1. Obtain a Payroll Advance from Your Employer
Visit your employer’s HR Department to inquire about whether a payroll advance is possible. Companies don’t typically publicize this option to employees. But ever since the Great Recession, a growing number of employers have began offering payroll cash advances and loans to workers.
2. Get Financial Help from a Local Non-Profit Organization
Regional non-profits and local community development groups are increasingly providing financial assistance for those in dire financial straits. So do a Google search for non-profit organizations in your town and contact a few to see about loans.
For example, in Arkansas, a group called Arkansans Against Abusive Payday Lending, provides borrowers with low-cost loans up to $500, which can be repaid over six to 16 months. The organization, comprised of 36 consumer, military and faith-based groups in the state, has been so effective that it helped drive high-cost payday lenders completely out of Arkansas.

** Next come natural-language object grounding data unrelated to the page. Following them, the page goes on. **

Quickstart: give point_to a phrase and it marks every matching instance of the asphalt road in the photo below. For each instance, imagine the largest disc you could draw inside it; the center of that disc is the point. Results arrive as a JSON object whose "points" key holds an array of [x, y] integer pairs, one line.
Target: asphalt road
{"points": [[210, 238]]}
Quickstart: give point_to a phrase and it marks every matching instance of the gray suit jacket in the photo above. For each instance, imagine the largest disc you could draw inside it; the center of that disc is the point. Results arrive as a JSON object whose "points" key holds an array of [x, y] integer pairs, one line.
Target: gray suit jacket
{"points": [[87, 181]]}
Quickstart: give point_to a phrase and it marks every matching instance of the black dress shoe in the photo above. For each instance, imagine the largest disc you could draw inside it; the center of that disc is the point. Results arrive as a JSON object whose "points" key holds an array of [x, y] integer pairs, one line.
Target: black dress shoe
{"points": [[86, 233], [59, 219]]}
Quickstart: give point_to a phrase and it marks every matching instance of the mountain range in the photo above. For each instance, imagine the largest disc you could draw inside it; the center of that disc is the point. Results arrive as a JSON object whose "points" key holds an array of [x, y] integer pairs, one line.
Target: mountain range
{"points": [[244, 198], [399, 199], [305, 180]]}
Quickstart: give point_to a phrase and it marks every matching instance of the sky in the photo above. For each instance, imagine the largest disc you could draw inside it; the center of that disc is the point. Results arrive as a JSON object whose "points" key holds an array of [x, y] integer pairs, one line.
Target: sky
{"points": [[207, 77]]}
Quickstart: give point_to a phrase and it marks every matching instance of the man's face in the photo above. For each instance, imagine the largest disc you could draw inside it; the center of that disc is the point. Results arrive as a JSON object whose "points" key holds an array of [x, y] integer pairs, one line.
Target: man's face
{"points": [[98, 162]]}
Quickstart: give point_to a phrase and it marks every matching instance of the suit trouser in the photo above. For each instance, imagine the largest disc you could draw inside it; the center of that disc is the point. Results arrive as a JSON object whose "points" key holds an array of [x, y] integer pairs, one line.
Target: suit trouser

3. Use a Credit Card Cash Advance or Balance Transfer Check
A credit card cash advance typically involves a fee of 1% to 4% of the loan amount. Plus, the interest rates on credit card advances are now running about from 15% to 25%. That’s high, but it may be a necessary loan to take out in a pinch when you have no other options. (And it’s way better than using payday lenders, whose rates run about 400%). Comparison shop for your best credit card deals and balance transfer options.
Read: How a Balance Transfer Can Improve Your Credit Score
4. Get a “Small Dollar Loan” from a Bank
Even though the credit crunch has made it a lot tougher to get bank loans, many financial institutions are nevertheless launching new loan initiatives for people who need cash fast. As of early 2011, nine federally-insured banks began a new pilot program called FDIC Model Safe Accounts. One key feature of this program: “small dollar loans” of up to $2,500, approved in just 24 hours. Meanwhile, under the Bank On program, lenders nationwide are expanding their efforts to provide small, fast loans to borrowers in need.